National HIV/AIDS monitoring should be stressed in the Middle East and North Africa region, according to a report recently released by UNAIDS, RTT News reports. The assessment -- which examined the 35,000 new HIV cases and 25,000 AIDS-related deaths in the region in 2007 -- also looked at the National AIDS Coordinating Authorities in 16 MENA countries.
Renu Chahil-Graf, director of the UNAIDS Regional Support Team for MENA, said that national monitoring gives countries the opportunity to improve coordination by providing information on the strength of their national responses. The assessment examined governance, relationships between coordinating bodies, institutional structures, strengthening capacity, harmonization, operational challenges and alignment, according to RTT News. Chahil-Graf said that the information in the assessment gives countries the capability to make decisions about universal access to HIV/AIDS services such as treatment, prevention, care and support.

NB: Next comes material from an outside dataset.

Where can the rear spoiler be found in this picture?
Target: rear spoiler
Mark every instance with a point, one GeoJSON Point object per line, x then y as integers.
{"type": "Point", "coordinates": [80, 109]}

According to RTT News, the assessment was the focus of last month's regional meeting on national HIV/AIDS coordination in Muscat, Oman. Officials from Algeria, Egypt, Iran, Jordan, Lebanon, Morocco, Oman Palestine, Saudi Arabia, Somalia, Sudan, Syria, Tunisia, the United Arab Emirates and Yemen attended the three-day meeting. Representatives from the World Health Organization, the United Nations Development Program, the U.N. Population Fund, the Global Fund To Fight AIDS, Tuberculosis and Malaria and the World Bank also attended. RTT News reports that HIV/AIDS program officials and ministers of health, youth, sports and social services participated in the meeting and encouraged cross-sectoral approaches to responding to the disease. According to UNAIDS, MENA countries received about $431 million from the Global Fund over the past four years (RTT News, 2/5).